1

I'm trying to apply the code here which uses ldply to combine multiple csv files into one dataframe

I'm trying to figure out what the appropriate tidyverse syntax is to add a column that lists the name of the file from which the data comes from.

Here's what I have

test <- ldply( .data = list.files(pattern="*.csv"),
              .fun = read.csv,
               header = TRUE) %>%
  mutate(filename=gsub(".csv","",basename(x)))

I get

"Error in basename(x) : object 'x' not found message".

My understanding is that basename(path), but when I set the path as the folder which contains the file, the filename column that ends up getting added just has the folder name.

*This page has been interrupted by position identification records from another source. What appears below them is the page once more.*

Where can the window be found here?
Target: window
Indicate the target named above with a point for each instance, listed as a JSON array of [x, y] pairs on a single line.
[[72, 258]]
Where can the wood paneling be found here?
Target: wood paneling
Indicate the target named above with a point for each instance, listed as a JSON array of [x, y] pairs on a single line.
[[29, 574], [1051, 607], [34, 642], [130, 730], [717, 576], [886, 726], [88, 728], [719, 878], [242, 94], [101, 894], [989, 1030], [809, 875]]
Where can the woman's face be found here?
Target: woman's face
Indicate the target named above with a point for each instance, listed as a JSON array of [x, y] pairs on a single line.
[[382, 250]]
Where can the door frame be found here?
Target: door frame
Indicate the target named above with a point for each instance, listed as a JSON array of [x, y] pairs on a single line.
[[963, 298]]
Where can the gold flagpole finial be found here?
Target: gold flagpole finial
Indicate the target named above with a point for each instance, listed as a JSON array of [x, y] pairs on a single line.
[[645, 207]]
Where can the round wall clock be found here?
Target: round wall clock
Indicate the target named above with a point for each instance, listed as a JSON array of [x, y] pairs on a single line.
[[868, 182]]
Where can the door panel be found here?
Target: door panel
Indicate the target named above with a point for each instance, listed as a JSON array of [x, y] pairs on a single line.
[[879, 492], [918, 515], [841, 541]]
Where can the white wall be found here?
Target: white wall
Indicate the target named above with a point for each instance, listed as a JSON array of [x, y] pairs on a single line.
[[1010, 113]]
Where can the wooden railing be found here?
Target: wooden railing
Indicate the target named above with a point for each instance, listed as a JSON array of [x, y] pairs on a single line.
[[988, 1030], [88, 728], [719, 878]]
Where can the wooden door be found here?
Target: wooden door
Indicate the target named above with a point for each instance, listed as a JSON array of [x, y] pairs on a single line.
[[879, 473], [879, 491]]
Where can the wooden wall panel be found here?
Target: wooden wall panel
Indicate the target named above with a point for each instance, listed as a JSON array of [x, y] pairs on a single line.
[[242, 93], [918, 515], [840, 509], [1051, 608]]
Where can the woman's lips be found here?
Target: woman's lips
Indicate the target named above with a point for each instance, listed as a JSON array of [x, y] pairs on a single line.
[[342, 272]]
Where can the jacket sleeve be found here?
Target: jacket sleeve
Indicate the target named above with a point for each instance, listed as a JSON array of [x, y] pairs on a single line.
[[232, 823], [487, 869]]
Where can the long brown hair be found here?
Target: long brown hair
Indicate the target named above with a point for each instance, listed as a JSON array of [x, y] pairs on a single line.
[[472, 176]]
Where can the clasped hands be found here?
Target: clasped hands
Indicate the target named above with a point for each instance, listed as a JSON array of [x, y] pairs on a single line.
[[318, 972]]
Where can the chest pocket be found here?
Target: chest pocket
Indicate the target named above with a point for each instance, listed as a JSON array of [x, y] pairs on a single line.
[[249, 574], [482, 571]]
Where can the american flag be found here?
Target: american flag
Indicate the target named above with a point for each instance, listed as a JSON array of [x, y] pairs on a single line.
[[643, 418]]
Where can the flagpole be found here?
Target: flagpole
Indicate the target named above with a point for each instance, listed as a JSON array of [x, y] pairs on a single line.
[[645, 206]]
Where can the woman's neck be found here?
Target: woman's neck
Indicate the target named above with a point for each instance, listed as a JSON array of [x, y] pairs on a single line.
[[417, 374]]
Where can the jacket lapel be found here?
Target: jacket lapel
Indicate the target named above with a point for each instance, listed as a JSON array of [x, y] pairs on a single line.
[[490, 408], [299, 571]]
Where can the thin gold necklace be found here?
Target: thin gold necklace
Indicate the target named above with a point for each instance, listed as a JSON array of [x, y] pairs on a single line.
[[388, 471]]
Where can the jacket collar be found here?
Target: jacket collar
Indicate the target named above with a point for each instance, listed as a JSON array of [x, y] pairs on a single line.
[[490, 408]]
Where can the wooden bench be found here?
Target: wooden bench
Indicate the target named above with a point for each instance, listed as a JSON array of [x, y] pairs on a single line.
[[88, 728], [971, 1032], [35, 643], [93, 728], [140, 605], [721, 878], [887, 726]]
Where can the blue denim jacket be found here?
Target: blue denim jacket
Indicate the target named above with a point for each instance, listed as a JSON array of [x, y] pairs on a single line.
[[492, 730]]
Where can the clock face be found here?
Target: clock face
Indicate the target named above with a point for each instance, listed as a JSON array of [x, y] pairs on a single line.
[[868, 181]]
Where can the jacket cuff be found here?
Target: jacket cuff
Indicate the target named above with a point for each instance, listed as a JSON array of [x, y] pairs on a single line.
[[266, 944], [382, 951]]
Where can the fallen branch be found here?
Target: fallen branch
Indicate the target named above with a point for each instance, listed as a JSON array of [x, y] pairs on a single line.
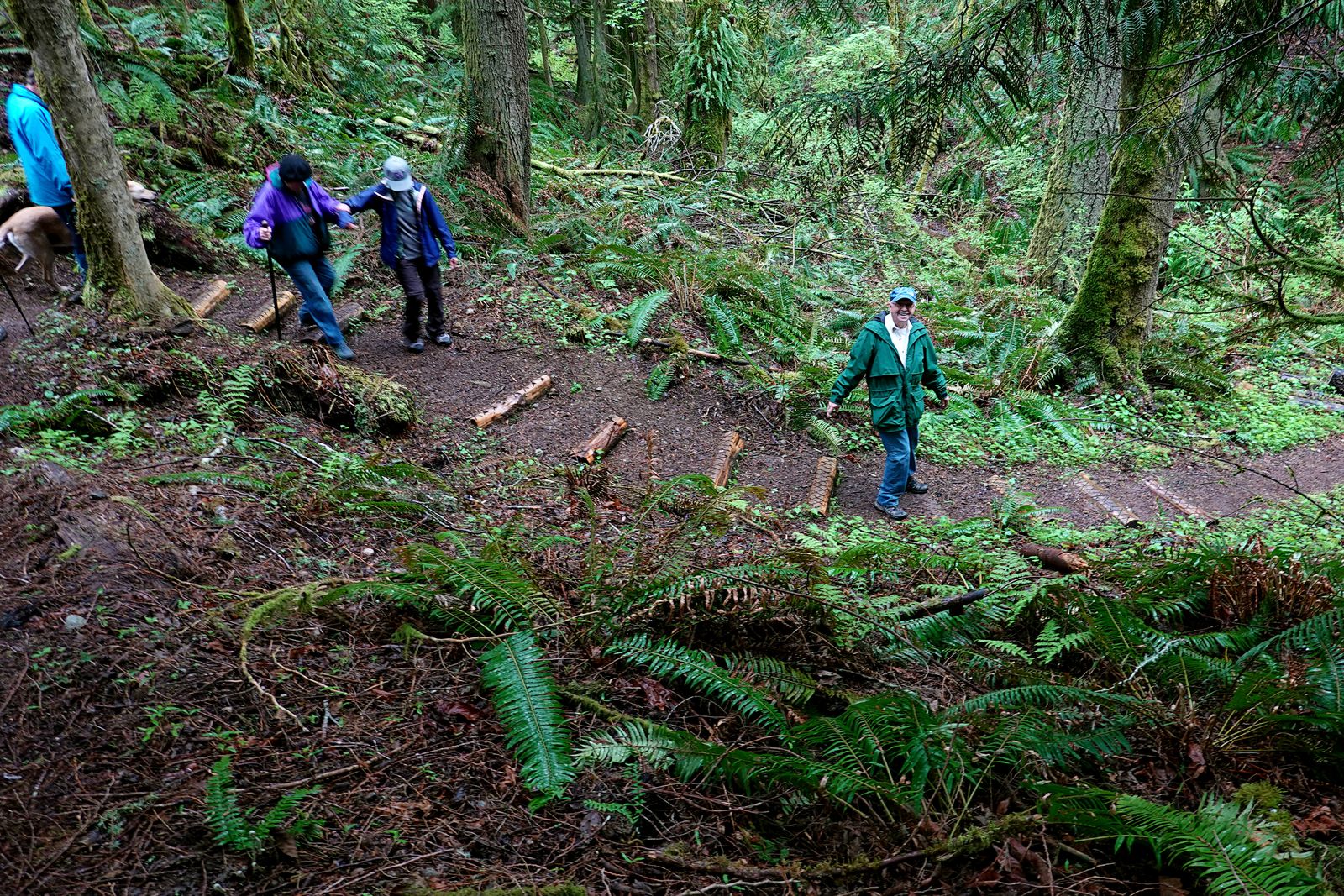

Any help is much appreciated!

NelsonGon
  • 13,015
  • 7
  • 27
  • 57
dnmc
  • 107
  • 8

3 Answers3

2

You could use purrr::map_dfr

purrr::map_dfr(list.files(pattern="*.csv", full.names = TRUE),
    ~read.csv(.x) %>% mutate(file = sub(".csv$", "", basename(.x))))
Ronak Shah
  • 377,200
  • 20
  • 156
  • 213
  • Thanks for this. I got a error for one of the columns saying it can't be converted from factor to numeric (but as far as i know that specific column is numeric to start with). Is there a parameter that needs to be set differently? Thanks again – dnmc Jun 12 '19 at 14:56
  • @RookieSnowbodah I just tried on few csv files on my system. It worked for me. but maybe you can try using `stringsAsFactors = FALSE` in `read.csv`. ? – Ronak Shah Jun 12 '19 at 16:02
  • just realized that the column that's giving me issue has some numbers and some "< than" #s, i.e "<10". When I tried abc <- purrr::map_dfr(list.files(pattern="*.csv", full.names = TRUE), + ~read.csv(.x, stringsAsFactors = FALSE) %>% mutate(file = sub(".csv$", "", basename(.x)))) I get an error saying that column can't be converted from character to numeric. Is there a workaround for this? – dnmc Jun 13 '19 at 02:11
  • @RookieSnowbodah Strange, it should still work. Try to read 1 file first. Do `files <- list.files(pattern="*.csv", full.names = TRUE)` and then check are you able to read it with `read.csv(files[1])`. Also try creating a copy of the file and read it, see if there is any difference. – Ronak Shah Jun 13 '19 at 02:21
0

We can use imap

library(purrr)
library(dplyr)
library(stringr)
library(readr)
files <- list.files(pattern="*.csv", full.names = TRUE)
fileSub <- str_remove(basename(files), "\\.csv$")
imap_dfr(setNames(files, fileSub), ~ read_csv(.x) %>%
          mutate(file = .y))
akrun
  • 874,273
  • 37
  • 540
  • 662
0

I don't know if this helps anyone, I stumbled across this solution which is very simple.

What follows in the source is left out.